C’è chi si era dimesso a fine febbraio per iniziare un nuovo lavoro, una nuova vita in marzo. C’è chi si era trasferito a Milano da poco, per seguire il percorso che avrebbe dovuto condurre al primo stipendio. C’è chi stava lavorando e ora, di colpo, scopre di non avere diritto alla cassa integrazione, mentre la busta paga è già stata inghiottita dalla nuova crisi. Intrappolati, prigionieri di un cerchio magico di fatalità e cavilli, ostaggi di emergenza e burocrazia. E non si tratta di poche sfortunate vittime di un improbabile allineamento dei pianeti, bensì di una comunità invisibile e polverizzata. Sono migliaia, ma ognuno è da solo, rinchiuso tra le sue quattro mura in un vano della metropoli desertificata. Dal 16 marzo a oggi al centralino e all’indirizzo email della Camera del lavoro sono arrivate oltre 20 mila richieste di aiuto. Molte nell’ambito ordinario — per quanto si possa cogliere di non straordinario in questa situazione — della richieste di consulenza per districarsi nel labirinto di norme e decreti. Ma molte altre che raccontano situazioni che mettono a disagio persino gli operatori sindacali abituati a gestire casi delicati e vite in bilico.
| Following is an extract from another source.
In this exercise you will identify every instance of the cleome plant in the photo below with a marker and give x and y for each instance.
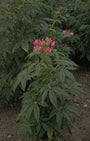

E in diversi casi, non si tratta di vere richieste di aiuto, ma di semplici occasioni di sfogo, di Sos, della ricerca discreta di un muro del pianto, di messaggi nella bottiglia, da affidare a qualcuno che — almeno — possa offrire un momento di ascolto.
«Dal bonus bebè alla certificazione del reddito Isee, dalla gestione delle ferie al contributo per la spesa, dalle pensioni alla cassa integrazione: chiamano e scrivono per chiedere chiarimenti sulla rete di strumenti di sostegno — spiega Tatiana Bargiggia, coordinatrice dei servizi della Cgil milanese, che dal 16 marzo raccoglie e smista le richieste di aiuto — e in molti casi sono spaventati perché non si ritrovano nei parametri indicati dal decreto governativo». Tra loro c’è, per esempio, il giovane lavoratore che si è dimesso da metalmeccanico a fine febbraio e al 2 marzo si è reimpiegato come edile, ma l’azienda gli ha spiegato che lui non rientra tra i beneficiari di ammortizzatore sociale. «E purtroppo ha ragione, perché il decreto, al momento, dice che ne ha diritto soltanto chi era già dipendente prima del 23 febbraio — spiega la rappresentante della Camera del lavoro —. Era molto arrabbiato, direi più che altro disperato, perché per ora non abbiamo novità in merito ad altri fondi. Al telefono ripeteva che lui che ha pagato regolarmente i contributi da due anni e che dimettendosi ha fatto qualcosa di buono, ha cercato di crescere e ora si vede privato di un sostegno». Secondo Antonio Verona, che per la Cgil studia i numeri del mercato del lavoro, «a Milano sono 5 mila i lavoratori intrappolati in mezzo al guado, assunti tra il 24 febbraio e il 17 marzo e senza diritto ad ammortizzatori». Non solo: «C’è chi non potrà prendere la Naspi e chi sta per finire la disoccupazione e non può essere assunto. Senza contare i lavori intermittenti, a chiamata: ristorazione, bar... Sono oltre 40 mila, tutti esclusi dagli ammortizzatori».
E poi c’è chi si trova intrappolato da un doppio, triplo cerchio di avversità: il virus ha fatto saltare l’occasione di lavoro, ha fatto scattare la prigionia lontano da casa, con l’aggravio di spese e solitudine. «Mi ha colpito molto il caso di una ragazza pugliese», racconta Tatiana Bargiggia. Arrivata a Milano da pochi mesi, per seguire il corso di formazione che avrebbe dovuto condurla a un primo contratto di lavoro con un’agenzia interinale. Poi scoppiano l’emergenza e le misure restrittive, negozi chiusi e tutti rinchiusi. «E lei ha scritto per raccontare la sua situazione assurda: da settimane è da sola, in una stanza per la quale deve pagare un affitto, lontana da tutto e da tutti, senza alcun diritto. Persino a noi non chiedeva niente. Non si aspettava risposte, voleva soltanto sfogarsi, cercava almeno qualcuno che la ascoltasse».